Bu nedenlerden birincisine yönelmek doğrudan Türkiye’de bugüne kadar uygulanan ekonomik politikaların eleştirisini gerektirdiği gibi sermaye sahibi kesimlerinde çalışma biçimlerini sorgulamaya tutacaktır. Herhalde bu nedenle olsa gerek, istihdam ve işsizlik sorunlarının ele alındığı her toplantıda eğitim tek çıkış yolu olarak gösterilmekte ve birinci nedenden böylelikle uzak durulmaktadır. Ancak Türkiye’deki eğitim ve istihdam göstergelerine bakıldığında dahi bu soru ve sorgulamalardan kaçmak mümkün olmamaktadır.

 

Eğitim ve İstihdam

Kuşkusuz eğitimin üretim için rolü küçümsenemez. Bugün istihdam sorunu açısından, ülkelerin kendilerine sormaları gereken birinci soru artık ne kadar sınai kaynağa sahip oldukları değil, işgücünün ne kadar eğitimli olduğudur. Bu yaklaşım Lizbon Bildirgesinde de içerilmiştir. Bu bildirgenin en temel amacı: dünya çapında, bilgi ekonomileri içindeki rekabette Avrupa’nın etkinliğini arttırmak. Bildirgeye göre, tüm Avrupa’nın 2010’a kadar, rekabetçi politikanın gereklerinin yerine getirmesi gerekiyor ve eğitim de bunun önemli bir bileşeni.

 

 

Eğitim ve istihdam edilme oranları arasında olması beklenen ilişki bu politikanın benimsenmesinin nedenlerinden bir tanesi. Ki AB ülkelerinde göstergeler de eğitim düzeyi ilerledikçe işsizliğin azaldığını gösteriyor. Örneğin, AB ülkelerinde ilköğretim seviyesindekiler arasında işsizlik oranı %12 civarındayken, üniversite mezunları arasındaki işsizlik oranı belirgin bir düşüşle %4,6’ya inmektedir. Oysa Türkiye’deki eğitim ile çalışma yaşamı arasında bir kopukluk sözkonusu.

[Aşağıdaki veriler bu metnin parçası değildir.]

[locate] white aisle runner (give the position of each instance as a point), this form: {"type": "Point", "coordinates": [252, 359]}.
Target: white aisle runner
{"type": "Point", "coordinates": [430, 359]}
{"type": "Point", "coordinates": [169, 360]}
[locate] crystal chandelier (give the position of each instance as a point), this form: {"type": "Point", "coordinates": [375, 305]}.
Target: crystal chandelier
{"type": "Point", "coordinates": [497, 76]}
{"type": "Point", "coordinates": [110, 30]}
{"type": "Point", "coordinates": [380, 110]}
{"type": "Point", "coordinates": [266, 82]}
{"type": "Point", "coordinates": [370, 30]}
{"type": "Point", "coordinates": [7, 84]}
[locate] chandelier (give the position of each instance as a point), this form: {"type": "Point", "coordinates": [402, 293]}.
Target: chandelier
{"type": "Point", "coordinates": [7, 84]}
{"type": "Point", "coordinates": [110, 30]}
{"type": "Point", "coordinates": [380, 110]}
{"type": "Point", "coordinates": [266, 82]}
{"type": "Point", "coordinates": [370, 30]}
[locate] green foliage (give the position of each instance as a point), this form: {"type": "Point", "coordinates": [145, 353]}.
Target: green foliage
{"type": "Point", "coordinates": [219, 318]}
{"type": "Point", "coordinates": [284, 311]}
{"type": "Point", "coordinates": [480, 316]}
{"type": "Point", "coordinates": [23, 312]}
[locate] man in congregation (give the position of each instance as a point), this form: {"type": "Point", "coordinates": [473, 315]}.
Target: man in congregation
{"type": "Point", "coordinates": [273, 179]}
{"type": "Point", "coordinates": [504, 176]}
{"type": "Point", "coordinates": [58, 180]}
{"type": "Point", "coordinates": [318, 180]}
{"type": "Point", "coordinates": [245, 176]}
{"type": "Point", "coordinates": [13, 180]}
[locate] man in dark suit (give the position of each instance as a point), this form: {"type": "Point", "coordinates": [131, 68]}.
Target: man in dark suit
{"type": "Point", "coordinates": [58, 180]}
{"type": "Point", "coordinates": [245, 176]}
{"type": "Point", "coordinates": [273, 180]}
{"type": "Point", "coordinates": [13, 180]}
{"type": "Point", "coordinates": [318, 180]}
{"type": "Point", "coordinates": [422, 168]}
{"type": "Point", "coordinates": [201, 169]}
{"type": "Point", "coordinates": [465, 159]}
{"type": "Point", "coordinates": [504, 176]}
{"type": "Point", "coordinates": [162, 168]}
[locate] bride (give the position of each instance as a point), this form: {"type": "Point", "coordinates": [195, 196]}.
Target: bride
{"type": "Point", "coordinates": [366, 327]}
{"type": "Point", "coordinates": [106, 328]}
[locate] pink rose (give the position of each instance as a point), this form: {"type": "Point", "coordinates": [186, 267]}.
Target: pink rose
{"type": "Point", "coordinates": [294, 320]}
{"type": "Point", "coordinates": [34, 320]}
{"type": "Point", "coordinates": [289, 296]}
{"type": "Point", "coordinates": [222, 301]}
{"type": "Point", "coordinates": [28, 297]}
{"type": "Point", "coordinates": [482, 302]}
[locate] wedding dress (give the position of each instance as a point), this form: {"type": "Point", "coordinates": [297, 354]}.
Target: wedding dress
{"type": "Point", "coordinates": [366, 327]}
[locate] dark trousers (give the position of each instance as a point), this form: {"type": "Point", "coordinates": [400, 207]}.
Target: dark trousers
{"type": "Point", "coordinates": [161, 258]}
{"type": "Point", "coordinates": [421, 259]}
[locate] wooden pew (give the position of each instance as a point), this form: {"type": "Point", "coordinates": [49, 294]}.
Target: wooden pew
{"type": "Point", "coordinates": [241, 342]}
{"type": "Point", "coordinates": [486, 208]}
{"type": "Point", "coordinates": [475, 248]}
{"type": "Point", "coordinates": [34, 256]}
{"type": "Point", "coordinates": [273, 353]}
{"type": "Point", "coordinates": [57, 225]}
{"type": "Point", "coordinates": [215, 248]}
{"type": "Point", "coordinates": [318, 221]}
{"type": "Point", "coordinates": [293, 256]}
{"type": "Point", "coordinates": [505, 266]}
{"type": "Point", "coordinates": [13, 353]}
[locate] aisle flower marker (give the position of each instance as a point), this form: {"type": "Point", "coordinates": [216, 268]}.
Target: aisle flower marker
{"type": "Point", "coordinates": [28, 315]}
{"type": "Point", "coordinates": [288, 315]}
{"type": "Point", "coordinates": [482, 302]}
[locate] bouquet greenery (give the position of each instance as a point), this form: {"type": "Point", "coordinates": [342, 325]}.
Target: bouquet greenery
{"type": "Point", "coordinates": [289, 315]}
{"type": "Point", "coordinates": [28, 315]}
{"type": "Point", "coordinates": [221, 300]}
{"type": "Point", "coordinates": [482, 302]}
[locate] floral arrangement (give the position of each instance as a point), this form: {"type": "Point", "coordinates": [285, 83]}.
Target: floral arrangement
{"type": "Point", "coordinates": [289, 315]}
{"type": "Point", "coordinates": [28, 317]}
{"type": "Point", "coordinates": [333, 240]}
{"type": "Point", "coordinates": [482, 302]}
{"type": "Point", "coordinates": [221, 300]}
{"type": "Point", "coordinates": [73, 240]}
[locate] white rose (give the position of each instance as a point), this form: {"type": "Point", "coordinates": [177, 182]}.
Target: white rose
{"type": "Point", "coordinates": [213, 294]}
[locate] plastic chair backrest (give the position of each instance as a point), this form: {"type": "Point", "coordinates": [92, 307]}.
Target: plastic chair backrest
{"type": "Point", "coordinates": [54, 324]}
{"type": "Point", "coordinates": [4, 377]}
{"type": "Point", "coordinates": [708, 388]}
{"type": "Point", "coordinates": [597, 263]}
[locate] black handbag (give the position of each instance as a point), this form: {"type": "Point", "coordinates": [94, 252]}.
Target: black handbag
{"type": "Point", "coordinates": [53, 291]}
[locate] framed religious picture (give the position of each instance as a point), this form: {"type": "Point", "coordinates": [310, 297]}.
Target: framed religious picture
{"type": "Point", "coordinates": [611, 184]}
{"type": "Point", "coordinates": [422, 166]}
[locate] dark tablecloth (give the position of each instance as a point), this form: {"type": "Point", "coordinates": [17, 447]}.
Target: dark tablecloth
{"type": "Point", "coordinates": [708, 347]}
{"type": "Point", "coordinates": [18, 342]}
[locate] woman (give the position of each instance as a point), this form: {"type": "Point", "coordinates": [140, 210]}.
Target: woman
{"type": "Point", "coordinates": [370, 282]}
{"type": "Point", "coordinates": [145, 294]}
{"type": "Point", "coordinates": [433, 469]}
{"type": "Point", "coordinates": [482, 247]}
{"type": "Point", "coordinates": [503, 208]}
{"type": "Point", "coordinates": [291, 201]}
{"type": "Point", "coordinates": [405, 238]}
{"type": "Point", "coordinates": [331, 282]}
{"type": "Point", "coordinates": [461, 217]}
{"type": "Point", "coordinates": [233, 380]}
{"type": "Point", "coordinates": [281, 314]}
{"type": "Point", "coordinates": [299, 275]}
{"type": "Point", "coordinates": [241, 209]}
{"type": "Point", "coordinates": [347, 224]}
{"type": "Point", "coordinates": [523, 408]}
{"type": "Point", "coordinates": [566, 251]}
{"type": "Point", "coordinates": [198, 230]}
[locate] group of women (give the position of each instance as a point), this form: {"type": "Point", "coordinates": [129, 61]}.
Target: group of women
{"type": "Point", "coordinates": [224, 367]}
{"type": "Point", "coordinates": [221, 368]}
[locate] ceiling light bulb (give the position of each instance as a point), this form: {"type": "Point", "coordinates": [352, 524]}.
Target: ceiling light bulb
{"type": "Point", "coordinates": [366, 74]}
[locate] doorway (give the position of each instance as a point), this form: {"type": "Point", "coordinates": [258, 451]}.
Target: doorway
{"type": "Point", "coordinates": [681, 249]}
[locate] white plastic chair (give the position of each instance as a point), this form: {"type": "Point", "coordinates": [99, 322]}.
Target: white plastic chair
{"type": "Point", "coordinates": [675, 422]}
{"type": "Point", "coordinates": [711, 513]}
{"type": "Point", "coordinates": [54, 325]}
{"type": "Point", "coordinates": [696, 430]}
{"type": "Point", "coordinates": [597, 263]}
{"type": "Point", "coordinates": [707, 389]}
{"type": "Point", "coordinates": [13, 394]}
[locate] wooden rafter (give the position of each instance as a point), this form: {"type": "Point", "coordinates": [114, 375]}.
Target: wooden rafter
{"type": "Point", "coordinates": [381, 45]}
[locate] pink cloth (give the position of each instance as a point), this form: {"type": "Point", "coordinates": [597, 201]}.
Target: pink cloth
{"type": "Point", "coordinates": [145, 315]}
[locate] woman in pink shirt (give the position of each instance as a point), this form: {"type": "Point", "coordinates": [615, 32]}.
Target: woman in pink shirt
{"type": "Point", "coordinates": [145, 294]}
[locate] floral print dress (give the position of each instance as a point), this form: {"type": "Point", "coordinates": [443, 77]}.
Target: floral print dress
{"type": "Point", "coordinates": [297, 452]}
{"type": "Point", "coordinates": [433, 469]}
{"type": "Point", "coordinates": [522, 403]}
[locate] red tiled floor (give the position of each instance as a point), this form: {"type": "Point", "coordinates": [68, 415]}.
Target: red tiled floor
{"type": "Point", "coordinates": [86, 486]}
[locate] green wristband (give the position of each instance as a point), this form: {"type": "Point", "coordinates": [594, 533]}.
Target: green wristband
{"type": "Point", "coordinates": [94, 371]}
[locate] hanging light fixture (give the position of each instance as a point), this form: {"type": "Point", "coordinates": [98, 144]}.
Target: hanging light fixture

Eğitim düzeyinin yüksek olması ne işin niteliğini ne de işsizliği belirliyor. AB ülkelerinde eğitim ile işsiz sayısı arasında ters yönlü bir ilişki gözlemlenebilirken, Türkiye’de böyle bir ilişki yok. Avrupa’da eğitim artarken işsizlik azalıyor. Bu süreç, Türkiye’de aynı biçimde ilerlemiyor. Türkiye’de ortaokul ve ilköğretim mezunlarının %13’ü işsiz, üniversite mezunu olmak da durumu değiştirmiyor. Türkiye’de lise mezunlarının %13’ü Yüksek okul mezunlarının %10’u işsiz.

 

Bu kopukluğun yine iki nedeni olabilir:

1.       Üretim düşük katma değerli, emek yoğun işlerde yoğunlaştığı için nitelikli emek ihtiyacı artmamaktadır.

2.       Üniversiteler de dahil olmak üzere eğitim ülke ihtiyaçlarına göre şekillendirilmemektedir.

 

Sonuç olarak, sadece eğitimdeki gelişmelerin Türkiye’deki istihdam ve işsizlik sorunlarını çözeceğini iddia etmek sorunu hiç anlamamak anlamına gelmektedir. İşgücünün eğitimi işsizlik sorununu çözemez ancak çalışabilir nüfusu istihdam edilebilir duruma getirebilir. TİSK ve TÜSİAD gibi işveren kuruluşları emek gücünün nitelikli olmasını, insanların kendilerine nitelik katmalarını yani kendilerini imal etmelerini istiyorlar. Fakat bugünkü ekonominin emek yoğun sektörlerde kaldığı sürece varolan işgücü kapasitesini istihdam edemediği de bir gerçek. Ancak işverenler yine de ellerinin altında her an kullanabilecekleri geniş bir eğitimli işgücü bulundurmak istemektedirler. Bir başka deyişle, sermaye emeği “musluktan akan su gibi” istenildiği zaman akacak, istenildiği zaman kapatılacak bir şekilde algılamakta ve bu algılamaya uygun politikaları/düzenlemeleri hayata geçirmektedir.